Galeano writes the final part of Open Veins of Latin America seven years after the publication of the first two parts of the book. In this concluding part, Galeano explains that numerous Latin American countries banned his book, given its critiques of dictatorships that collude with the interests of US and European multinational corporations. He is aware that he has not written “a mute book” (283), and intends to describe how political and economic conditions have worsened since the book’s 1971 publication.
Despite the worsening conditions, he senses the uprising of the Latin American people and the push towards true structural change. Galeano names General Juan Velasco Alvarado of Peru as an example of a leader who tried to push for agrarian reform away from foreign capital. Velasco Alvarado’s passing in 1977 was a mournful time for the poor and working-class people of Peru. At the same time, a handful of women and children led a miners’ strike in Bolivia despite General Hugo Banzer’s government’s brutal opposition to strikers. The strike galvanized thousands of students and workers, forcing the government to accept amnesty for prisoners.

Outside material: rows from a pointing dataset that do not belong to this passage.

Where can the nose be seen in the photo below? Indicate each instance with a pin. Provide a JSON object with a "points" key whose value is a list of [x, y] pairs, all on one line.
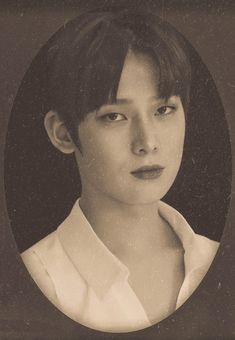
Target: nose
{"points": [[144, 140]]}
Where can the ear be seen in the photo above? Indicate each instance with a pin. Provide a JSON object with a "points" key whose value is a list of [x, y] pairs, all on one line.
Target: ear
{"points": [[57, 132]]}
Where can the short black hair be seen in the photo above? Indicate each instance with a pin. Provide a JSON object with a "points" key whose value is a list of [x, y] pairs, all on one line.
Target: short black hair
{"points": [[86, 56]]}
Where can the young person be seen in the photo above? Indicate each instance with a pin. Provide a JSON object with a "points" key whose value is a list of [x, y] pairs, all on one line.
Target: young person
{"points": [[118, 93]]}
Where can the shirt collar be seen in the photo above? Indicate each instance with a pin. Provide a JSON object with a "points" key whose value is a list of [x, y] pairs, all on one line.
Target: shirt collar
{"points": [[100, 268], [93, 260]]}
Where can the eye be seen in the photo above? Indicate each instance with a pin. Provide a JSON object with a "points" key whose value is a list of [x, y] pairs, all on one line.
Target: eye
{"points": [[165, 110], [113, 117]]}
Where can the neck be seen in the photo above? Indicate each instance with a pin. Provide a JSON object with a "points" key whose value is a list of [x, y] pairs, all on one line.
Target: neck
{"points": [[124, 227]]}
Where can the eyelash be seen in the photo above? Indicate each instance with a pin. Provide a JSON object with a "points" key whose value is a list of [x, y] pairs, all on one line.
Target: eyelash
{"points": [[172, 110], [158, 113], [107, 116]]}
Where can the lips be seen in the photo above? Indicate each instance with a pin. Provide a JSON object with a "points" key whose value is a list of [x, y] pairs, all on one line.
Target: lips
{"points": [[148, 172]]}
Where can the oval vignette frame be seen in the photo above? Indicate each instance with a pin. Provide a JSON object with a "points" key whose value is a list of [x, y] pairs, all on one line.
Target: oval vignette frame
{"points": [[202, 285]]}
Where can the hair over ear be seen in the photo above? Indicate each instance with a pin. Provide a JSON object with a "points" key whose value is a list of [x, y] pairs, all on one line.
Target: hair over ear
{"points": [[58, 133]]}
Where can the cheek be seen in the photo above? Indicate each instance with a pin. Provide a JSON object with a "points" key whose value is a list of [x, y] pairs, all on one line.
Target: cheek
{"points": [[175, 142]]}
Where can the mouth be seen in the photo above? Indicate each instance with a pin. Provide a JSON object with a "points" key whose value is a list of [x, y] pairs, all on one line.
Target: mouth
{"points": [[148, 172]]}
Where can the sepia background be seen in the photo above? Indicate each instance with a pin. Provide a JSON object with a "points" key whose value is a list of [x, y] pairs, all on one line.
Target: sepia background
{"points": [[24, 312]]}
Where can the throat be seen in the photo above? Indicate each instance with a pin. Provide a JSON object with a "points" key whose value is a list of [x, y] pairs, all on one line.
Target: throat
{"points": [[157, 280]]}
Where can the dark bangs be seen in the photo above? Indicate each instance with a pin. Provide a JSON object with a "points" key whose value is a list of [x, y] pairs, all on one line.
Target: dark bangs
{"points": [[86, 58]]}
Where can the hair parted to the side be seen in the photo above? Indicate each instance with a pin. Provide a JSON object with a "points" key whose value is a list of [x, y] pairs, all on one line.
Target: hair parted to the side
{"points": [[85, 60]]}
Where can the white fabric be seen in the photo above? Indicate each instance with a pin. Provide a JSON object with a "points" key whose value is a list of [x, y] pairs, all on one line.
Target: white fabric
{"points": [[77, 272]]}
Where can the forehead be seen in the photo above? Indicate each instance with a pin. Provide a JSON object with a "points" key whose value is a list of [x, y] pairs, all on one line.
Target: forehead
{"points": [[139, 77]]}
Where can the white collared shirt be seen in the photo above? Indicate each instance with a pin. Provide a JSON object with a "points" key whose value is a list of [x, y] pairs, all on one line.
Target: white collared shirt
{"points": [[83, 279]]}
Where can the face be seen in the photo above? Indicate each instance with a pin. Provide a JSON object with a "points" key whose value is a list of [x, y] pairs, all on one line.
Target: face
{"points": [[132, 149]]}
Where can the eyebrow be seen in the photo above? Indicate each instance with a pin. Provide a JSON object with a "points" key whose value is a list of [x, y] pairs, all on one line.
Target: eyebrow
{"points": [[119, 101]]}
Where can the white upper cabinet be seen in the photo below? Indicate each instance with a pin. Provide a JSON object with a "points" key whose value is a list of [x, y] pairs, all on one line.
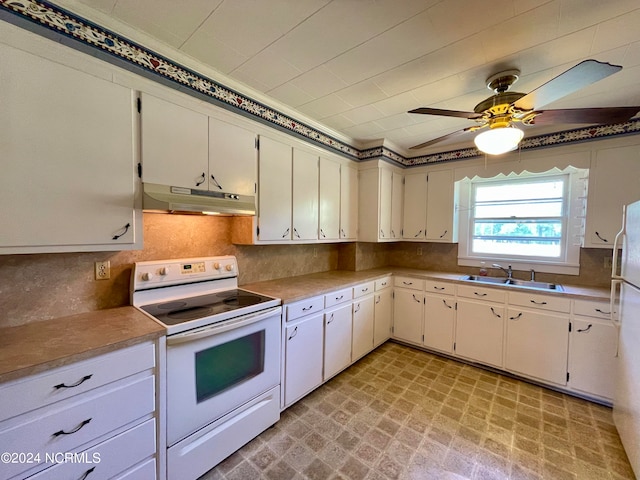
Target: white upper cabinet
{"points": [[329, 200], [305, 195], [415, 206], [69, 159], [348, 203], [614, 180], [232, 158], [378, 218], [175, 144], [275, 196]]}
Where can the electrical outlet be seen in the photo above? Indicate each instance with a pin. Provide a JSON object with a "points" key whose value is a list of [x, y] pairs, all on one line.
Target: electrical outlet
{"points": [[103, 270]]}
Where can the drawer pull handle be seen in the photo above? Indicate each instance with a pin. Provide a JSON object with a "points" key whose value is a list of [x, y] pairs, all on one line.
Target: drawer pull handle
{"points": [[62, 432], [294, 333], [78, 383]]}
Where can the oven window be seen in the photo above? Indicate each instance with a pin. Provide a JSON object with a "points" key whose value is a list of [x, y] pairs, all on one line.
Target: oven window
{"points": [[221, 367]]}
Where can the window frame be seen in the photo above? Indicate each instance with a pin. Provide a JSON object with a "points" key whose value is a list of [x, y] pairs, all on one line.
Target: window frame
{"points": [[568, 261]]}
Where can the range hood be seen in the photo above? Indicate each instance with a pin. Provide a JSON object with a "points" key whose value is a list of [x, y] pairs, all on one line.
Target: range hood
{"points": [[179, 199]]}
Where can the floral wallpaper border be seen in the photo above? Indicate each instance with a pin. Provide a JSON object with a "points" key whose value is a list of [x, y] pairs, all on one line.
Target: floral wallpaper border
{"points": [[66, 23]]}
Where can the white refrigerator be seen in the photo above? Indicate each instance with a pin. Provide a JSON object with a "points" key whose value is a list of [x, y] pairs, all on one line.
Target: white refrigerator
{"points": [[626, 404]]}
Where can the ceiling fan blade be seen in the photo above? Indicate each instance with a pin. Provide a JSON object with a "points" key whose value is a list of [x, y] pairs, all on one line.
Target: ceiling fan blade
{"points": [[574, 79], [439, 139], [446, 113], [586, 115]]}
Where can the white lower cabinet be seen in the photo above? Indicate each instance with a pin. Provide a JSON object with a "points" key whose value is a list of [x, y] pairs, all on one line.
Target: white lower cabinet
{"points": [[303, 356], [439, 321], [593, 345], [337, 340], [537, 344], [363, 325], [383, 311], [100, 410], [408, 313], [479, 332]]}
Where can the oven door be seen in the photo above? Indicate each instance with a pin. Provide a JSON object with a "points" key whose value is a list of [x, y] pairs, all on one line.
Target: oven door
{"points": [[215, 369]]}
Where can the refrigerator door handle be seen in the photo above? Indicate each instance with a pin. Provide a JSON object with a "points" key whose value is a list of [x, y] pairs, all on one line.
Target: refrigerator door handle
{"points": [[620, 235], [616, 285]]}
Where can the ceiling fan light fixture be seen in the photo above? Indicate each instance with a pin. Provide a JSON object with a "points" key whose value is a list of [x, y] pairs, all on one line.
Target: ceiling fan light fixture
{"points": [[499, 140]]}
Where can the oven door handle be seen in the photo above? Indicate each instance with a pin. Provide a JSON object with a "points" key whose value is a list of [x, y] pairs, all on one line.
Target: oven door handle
{"points": [[221, 327]]}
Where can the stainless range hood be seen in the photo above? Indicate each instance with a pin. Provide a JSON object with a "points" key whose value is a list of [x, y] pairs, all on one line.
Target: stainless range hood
{"points": [[166, 198]]}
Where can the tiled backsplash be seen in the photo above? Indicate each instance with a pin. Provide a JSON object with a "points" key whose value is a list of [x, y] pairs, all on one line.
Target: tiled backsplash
{"points": [[44, 286]]}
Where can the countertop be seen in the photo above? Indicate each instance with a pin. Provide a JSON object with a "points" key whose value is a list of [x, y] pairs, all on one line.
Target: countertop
{"points": [[292, 289], [40, 346]]}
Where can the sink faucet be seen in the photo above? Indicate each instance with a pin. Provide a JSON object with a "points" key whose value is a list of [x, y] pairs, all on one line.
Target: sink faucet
{"points": [[508, 272]]}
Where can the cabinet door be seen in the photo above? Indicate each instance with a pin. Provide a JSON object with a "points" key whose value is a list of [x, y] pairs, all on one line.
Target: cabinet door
{"points": [[415, 206], [613, 182], [385, 194], [408, 310], [362, 343], [439, 315], [274, 200], [383, 315], [337, 340], [440, 207], [329, 200], [397, 192], [232, 159], [303, 357], [531, 332], [479, 332], [305, 195], [68, 166], [175, 144], [348, 202], [592, 357]]}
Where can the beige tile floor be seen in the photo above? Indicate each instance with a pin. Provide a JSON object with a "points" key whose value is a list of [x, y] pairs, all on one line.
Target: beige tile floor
{"points": [[401, 413]]}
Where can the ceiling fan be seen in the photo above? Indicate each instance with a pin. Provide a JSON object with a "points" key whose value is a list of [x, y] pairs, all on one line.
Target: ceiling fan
{"points": [[502, 111]]}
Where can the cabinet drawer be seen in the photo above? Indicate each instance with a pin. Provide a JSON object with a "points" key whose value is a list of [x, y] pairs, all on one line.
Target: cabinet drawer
{"points": [[77, 421], [339, 296], [543, 302], [364, 289], [383, 283], [109, 458], [33, 392], [443, 288], [479, 293], [304, 307], [592, 308], [408, 282]]}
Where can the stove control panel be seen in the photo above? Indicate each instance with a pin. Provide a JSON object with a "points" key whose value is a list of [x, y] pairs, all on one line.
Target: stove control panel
{"points": [[159, 273]]}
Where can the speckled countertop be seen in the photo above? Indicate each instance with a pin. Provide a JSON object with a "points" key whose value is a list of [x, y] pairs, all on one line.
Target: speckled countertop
{"points": [[40, 346], [292, 289]]}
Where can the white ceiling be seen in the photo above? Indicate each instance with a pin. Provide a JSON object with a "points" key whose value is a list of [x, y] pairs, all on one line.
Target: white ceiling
{"points": [[357, 66]]}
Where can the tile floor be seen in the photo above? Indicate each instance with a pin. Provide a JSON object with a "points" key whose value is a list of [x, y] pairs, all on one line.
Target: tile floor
{"points": [[401, 413]]}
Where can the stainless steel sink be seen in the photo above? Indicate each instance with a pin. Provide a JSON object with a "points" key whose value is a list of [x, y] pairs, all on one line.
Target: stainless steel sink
{"points": [[513, 282]]}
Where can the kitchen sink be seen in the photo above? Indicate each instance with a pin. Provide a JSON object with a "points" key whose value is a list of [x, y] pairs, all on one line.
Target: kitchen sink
{"points": [[513, 282]]}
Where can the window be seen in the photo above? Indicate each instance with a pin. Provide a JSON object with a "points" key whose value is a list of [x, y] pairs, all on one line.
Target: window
{"points": [[530, 221], [519, 218]]}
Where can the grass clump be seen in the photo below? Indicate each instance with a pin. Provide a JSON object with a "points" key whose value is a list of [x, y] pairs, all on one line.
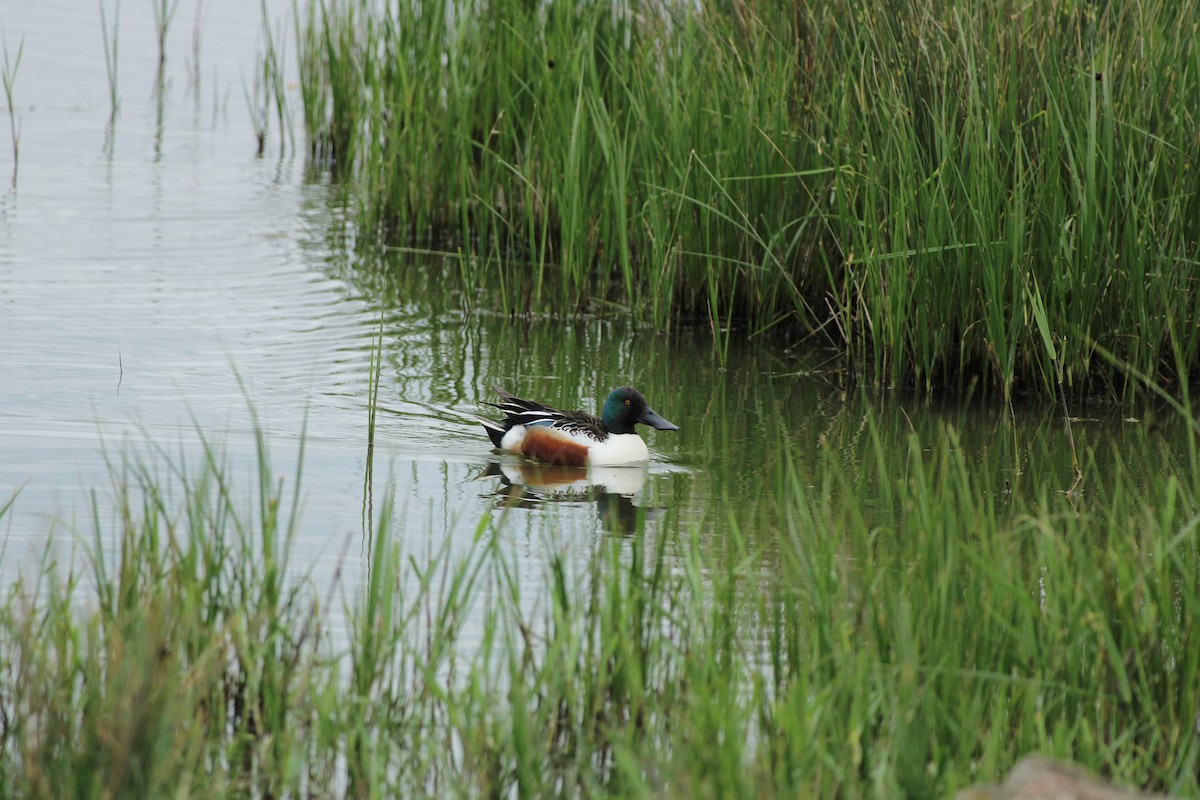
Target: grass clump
{"points": [[901, 180], [893, 627]]}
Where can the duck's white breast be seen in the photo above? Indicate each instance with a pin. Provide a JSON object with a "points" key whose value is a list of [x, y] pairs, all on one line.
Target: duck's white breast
{"points": [[618, 449]]}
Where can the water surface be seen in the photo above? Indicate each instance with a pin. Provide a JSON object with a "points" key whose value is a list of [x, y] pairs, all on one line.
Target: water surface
{"points": [[159, 278]]}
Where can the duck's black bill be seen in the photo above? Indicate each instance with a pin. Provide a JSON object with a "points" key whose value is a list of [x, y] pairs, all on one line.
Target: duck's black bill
{"points": [[655, 421]]}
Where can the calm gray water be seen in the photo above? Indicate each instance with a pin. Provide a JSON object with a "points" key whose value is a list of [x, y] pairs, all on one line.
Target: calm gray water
{"points": [[159, 278]]}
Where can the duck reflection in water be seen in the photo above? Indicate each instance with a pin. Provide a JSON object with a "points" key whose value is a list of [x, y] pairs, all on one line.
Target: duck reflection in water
{"points": [[529, 485]]}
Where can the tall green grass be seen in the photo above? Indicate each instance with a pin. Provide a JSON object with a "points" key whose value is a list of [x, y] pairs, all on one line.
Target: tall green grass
{"points": [[898, 179], [886, 621]]}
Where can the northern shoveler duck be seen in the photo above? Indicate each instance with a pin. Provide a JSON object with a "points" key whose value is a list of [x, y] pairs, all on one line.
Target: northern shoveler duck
{"points": [[576, 438]]}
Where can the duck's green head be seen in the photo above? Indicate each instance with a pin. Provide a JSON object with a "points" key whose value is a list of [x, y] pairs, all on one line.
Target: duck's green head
{"points": [[625, 408]]}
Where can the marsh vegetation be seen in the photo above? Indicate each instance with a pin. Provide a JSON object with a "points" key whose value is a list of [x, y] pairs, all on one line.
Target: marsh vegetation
{"points": [[911, 182]]}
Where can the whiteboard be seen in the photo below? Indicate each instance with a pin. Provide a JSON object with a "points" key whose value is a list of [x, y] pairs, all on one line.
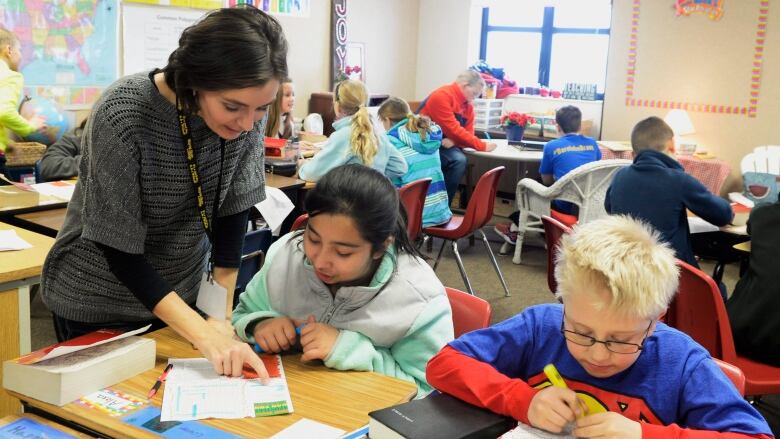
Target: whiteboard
{"points": [[150, 34]]}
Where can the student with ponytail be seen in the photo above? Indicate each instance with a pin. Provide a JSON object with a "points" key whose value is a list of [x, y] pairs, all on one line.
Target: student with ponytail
{"points": [[352, 280], [355, 139], [418, 140]]}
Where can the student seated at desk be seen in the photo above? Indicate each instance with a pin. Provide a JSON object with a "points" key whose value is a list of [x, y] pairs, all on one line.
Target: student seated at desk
{"points": [[753, 306], [11, 86], [418, 139], [62, 158], [632, 376], [560, 157], [280, 124], [355, 140], [656, 189], [352, 282]]}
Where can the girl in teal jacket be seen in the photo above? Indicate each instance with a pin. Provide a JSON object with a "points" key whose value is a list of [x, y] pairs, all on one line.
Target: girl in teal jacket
{"points": [[355, 139], [351, 283], [418, 140]]}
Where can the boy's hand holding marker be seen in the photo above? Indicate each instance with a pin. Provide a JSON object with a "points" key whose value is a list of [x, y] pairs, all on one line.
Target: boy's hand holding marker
{"points": [[554, 407]]}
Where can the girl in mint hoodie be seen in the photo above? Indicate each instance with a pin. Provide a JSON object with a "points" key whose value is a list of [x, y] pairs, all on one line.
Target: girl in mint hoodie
{"points": [[351, 283], [418, 140]]}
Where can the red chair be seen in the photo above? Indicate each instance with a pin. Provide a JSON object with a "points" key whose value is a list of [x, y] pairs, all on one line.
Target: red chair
{"points": [[553, 232], [699, 311], [413, 198], [478, 212], [733, 373], [468, 312], [300, 222]]}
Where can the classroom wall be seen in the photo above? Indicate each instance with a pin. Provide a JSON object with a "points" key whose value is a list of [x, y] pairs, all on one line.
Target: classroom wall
{"points": [[696, 59], [388, 31], [308, 59], [447, 41]]}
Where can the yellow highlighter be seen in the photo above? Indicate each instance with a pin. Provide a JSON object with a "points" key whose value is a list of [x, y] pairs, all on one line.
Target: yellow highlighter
{"points": [[557, 380]]}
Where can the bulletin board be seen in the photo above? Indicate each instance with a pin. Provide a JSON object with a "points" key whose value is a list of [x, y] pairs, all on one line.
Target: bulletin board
{"points": [[683, 64]]}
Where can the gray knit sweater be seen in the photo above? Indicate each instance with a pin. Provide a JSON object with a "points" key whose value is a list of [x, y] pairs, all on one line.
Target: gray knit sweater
{"points": [[135, 194]]}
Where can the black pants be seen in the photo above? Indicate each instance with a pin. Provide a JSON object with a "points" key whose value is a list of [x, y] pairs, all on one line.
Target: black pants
{"points": [[66, 329]]}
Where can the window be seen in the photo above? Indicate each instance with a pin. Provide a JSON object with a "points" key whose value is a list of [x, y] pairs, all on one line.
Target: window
{"points": [[550, 42]]}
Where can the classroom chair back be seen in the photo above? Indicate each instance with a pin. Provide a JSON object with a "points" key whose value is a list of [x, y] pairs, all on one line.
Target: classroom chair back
{"points": [[585, 186], [553, 232], [699, 311], [478, 212], [413, 198], [469, 312]]}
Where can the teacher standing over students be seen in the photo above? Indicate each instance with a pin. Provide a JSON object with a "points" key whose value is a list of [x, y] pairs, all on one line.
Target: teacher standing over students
{"points": [[135, 244]]}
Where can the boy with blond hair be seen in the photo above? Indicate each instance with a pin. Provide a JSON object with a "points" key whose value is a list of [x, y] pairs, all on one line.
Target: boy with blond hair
{"points": [[656, 189], [628, 375]]}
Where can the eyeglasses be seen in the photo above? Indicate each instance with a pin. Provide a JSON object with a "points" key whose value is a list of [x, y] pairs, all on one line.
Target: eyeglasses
{"points": [[617, 347]]}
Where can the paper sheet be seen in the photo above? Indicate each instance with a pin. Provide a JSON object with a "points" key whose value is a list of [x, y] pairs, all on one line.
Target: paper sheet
{"points": [[57, 189], [308, 428], [523, 431], [698, 225], [194, 391], [9, 240], [274, 208]]}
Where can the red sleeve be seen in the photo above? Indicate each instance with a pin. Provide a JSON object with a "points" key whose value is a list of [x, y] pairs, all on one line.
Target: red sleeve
{"points": [[479, 384], [441, 109], [674, 431]]}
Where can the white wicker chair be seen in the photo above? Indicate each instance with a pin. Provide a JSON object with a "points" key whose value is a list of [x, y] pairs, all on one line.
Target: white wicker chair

Galeano also mourns the passing of Chile’s former President Salvador Allende in 1973, which gave rise to the rule of Augusto Pinochet. A ruthless dictator, the military insurrection against Allende’s administration was violent and Pinochet’s governance over Chile reflected such brutality. Pinochet’s rise to power did not happen alone as it was the US that provided $290 million of direct aid in 1976 to support the dictatorship. This was not an isolated incident for the US, which had a long history of intervention in Latin American politics for its own financial benefit. Galeano asks:
Do we perhaps understand that the militarization of poor countries’ regimes is one of the consequences of economic and cultural domination by the industrialized countries, where life is ruled by the lust for profits and the power of money? (291).
By 1975, Latin American external debt had grown three times the amount of 1969. Wages continued to be low while unemployment is on the rise. The growing dependency on Western technology continues to foster these inequities. Populations are vastly expanding. An International Labor Organization study reported once that there were 110 million people living in “serious poverty” (300) in Latin America.
To manage social unrest due to rising inequities, Latin American governments exercise political repression with US aid. In Chile, the government kills protesters, while Argentina kidnaps and disappears dissenters. Meanwhile, it has become commonplace to inform on one’s neighbor in Uruguay. In these ways, “State terrorism aims to paralyze the population with fear” (301).
Galeano concludes by sharing that “memory is subversive” (303), and reiterates the aims of his book, which is to remind the Latin American people of the history of colonial exploitation leading to their modern-day political and economic circumstances. He shares that the acts of violence and destruction enacted by the US, Europe, and colluding Latin American governments must meet their eventual end, encouraging readers to participate in “an act of creation” (303) to create true structural change.
Seven years after the original publication of Open Veins of Latin America, Galeano released a new edition with this third part included in the book. If the first two parts of his book depict historical events and his political analysis, the third part of the book intends to test his analysis through the revelation of current events that have unfolded since his last writing. Galeano assesses that political discontent is growing in Latin America just as US intervention becomes increasingly mired with the rise of dictatorships. While the miners’ strike in Bolivia is one example of victory, Galeano also offers a chilling realistic portrait of Chile’s dictator, Augusto Pinochet, whose rise to power the US funded. For Galeano, dictatorships put in place by the US benefit the wealthier nation’s economy. This is ironic given the US’s platform of democratic values. However, dictatorships provide a level of state control that is most beneficial to US’s ability to dictate export and import prices. As “State terrorism aims to paralyze the population with fear” (301), dictatorships weaponize this fear to scare away political dissent.
However, Galeano remains undeterred in his hope for social revolution in this concluding part of his book. As he opens this book by writing about the responsibility of the writer to speak the reality of the marginalized people against the dominant narrative, he returns to this notion of writing as power. In his claim that “memory is subversive” (303), he reminds the reader of the importance of writing a history that the ruling class tries to erase. By remembering the past, the Latin American people can gain tools to understand their present conditions and generate possibilities for a more equitable future.